In the March 12 Opinion and Order, Judge Reggie B. Walton noted that he would separately consider the Motion for Leave to Correct the Record and accompanying Declaration that the plaintiffs in the Jewel and First Unitarian Church cases filed with the FISC on March 10, 2014. On March 21, 2014, Judge Walton issued a further Opinion and Order, in which he granted the Jewel and First Unitarian Church plaintiffs’ motion to correct the record in regard to the preservation issues in those cases. Judge Walton admonished the Government for not fulfilling its “heightened duty of candor to the Court in ex parte proceedings,” stating that “the government was on notice, as of February 26, 2014, that the plaintiffs in Jewel and First Unitarian believed that orders issued by the District Court for the Northern District of California required the preservation of the FISA telephony metadata at issue in the government’s February 25 motion. … The fact that the plaintiffs had this understanding of those preservation orders – even if the government had a contrary understanding — was material to the FISC’s consideration of the February 25 Motion. … The government, upon learning this information, should have made the FISC aware of the preservation orders and of the plaintiffs’ understanding of their scope, regardless of whether the plaintiffs had made a ‘specific request’ that the FISC be so advised. Not only did the government fail to do so, but the E-mail Correspondence [between the plaintiffs and the Government, which was attached as an exhibit to the Government’s Notice and Motion of March 11, 2014] suggests that on February 28, 2014, the government sought to dissuade plaintiffs’ counsel from immediately raising this issue with the FISC or the Northern District of California.” March 21 Opinion and Order at 8-9. Judge Walton ordered the government to make a filing, pursuant to the provision in Rule 13(a) of the FISC Rules of Procedure for “Correction of Material Facts,” consisting, in part, of an explanation of its failure to notify the FISC.

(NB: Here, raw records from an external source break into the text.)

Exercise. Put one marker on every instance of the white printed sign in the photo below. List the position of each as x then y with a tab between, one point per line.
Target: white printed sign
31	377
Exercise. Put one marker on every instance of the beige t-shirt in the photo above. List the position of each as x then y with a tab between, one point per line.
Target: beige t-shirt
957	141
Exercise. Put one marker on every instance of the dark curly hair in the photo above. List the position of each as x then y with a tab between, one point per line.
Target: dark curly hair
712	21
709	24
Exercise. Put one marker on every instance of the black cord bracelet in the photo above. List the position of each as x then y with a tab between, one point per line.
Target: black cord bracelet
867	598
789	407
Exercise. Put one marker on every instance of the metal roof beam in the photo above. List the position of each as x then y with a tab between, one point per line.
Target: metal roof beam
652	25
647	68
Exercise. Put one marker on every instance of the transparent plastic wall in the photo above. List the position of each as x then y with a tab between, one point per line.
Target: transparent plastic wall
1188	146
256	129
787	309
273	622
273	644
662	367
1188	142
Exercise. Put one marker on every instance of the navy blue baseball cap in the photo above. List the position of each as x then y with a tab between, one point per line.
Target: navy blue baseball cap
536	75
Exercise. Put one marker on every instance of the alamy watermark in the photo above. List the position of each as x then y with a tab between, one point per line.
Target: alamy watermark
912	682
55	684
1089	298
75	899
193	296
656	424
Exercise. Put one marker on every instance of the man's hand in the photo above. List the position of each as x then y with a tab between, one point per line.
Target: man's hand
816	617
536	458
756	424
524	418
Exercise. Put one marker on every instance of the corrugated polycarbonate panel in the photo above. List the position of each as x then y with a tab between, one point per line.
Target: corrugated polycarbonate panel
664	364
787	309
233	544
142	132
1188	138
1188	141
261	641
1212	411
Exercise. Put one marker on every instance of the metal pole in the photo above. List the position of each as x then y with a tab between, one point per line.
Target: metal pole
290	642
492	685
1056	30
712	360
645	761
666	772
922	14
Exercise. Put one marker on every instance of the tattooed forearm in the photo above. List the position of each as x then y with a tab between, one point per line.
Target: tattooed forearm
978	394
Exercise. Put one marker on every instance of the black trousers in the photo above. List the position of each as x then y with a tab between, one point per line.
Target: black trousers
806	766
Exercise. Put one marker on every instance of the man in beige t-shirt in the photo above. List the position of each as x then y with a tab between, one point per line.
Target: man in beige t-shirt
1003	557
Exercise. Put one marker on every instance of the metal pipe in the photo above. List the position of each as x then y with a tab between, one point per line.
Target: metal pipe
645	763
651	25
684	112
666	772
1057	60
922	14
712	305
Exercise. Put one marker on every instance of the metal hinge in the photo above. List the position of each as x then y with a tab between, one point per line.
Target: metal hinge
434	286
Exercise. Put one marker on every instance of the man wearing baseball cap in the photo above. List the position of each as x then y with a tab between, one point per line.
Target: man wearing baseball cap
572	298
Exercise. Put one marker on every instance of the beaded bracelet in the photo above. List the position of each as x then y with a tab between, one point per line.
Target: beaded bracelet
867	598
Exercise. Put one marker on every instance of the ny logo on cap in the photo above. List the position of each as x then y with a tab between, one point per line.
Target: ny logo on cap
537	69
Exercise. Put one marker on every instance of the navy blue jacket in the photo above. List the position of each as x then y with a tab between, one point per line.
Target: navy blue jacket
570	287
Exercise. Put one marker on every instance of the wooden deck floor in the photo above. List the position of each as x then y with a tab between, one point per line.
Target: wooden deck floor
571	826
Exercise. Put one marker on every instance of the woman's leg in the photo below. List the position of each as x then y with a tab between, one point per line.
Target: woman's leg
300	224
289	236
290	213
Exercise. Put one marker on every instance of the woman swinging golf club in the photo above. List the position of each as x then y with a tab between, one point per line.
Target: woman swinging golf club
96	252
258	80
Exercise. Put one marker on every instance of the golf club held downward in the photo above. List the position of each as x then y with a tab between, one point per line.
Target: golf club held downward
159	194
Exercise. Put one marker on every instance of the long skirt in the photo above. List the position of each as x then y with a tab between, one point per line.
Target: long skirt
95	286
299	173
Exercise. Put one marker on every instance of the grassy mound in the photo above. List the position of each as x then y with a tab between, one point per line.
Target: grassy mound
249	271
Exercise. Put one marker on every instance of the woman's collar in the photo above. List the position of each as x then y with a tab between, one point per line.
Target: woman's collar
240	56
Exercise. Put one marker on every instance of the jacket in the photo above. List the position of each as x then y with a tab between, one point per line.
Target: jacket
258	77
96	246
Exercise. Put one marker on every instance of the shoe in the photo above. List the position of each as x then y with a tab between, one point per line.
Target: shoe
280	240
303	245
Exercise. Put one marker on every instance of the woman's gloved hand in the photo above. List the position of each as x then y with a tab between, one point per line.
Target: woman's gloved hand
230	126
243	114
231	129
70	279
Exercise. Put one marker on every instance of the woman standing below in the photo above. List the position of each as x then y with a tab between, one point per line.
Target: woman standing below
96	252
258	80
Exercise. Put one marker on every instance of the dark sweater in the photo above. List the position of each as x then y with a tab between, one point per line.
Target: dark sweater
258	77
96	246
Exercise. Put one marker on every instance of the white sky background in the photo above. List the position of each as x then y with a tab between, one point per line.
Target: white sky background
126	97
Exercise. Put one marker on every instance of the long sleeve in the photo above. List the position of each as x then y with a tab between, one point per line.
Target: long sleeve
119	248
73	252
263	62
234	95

In response to Judge Walton’s Order, on April 2, 2014, the government made a filing under Rule 13(a) of the FISC Rules of Procedure, in which it affirmed the seriousness with which it took its duty of candor to the FISC and its obligation to conform to preservation orders. The government stated that, “In light of this Court’s rulings on March 7 and 21 and the reasoning contained therein, the Government understands why this Court would have considered the Jewel plaintiffs’ recently-expressed views regarding the scope of the preservation orders in Jewel and Shubert as material to the Government’s motion [of February 25, 2014].” While expressing “sincere … regrets [for] not having brought these matters to the Court’s attention prior to its March 7, 2014 ruling,” the Government devoted most of the filing to explaining why it believed that the preservation orders in Jewel and the related Shubert v. Obama, No. C 07-00693 (N.D.Cal. filed May 17, 2006) case were not properly interpreted to extend to the collection of metadata under Section 215.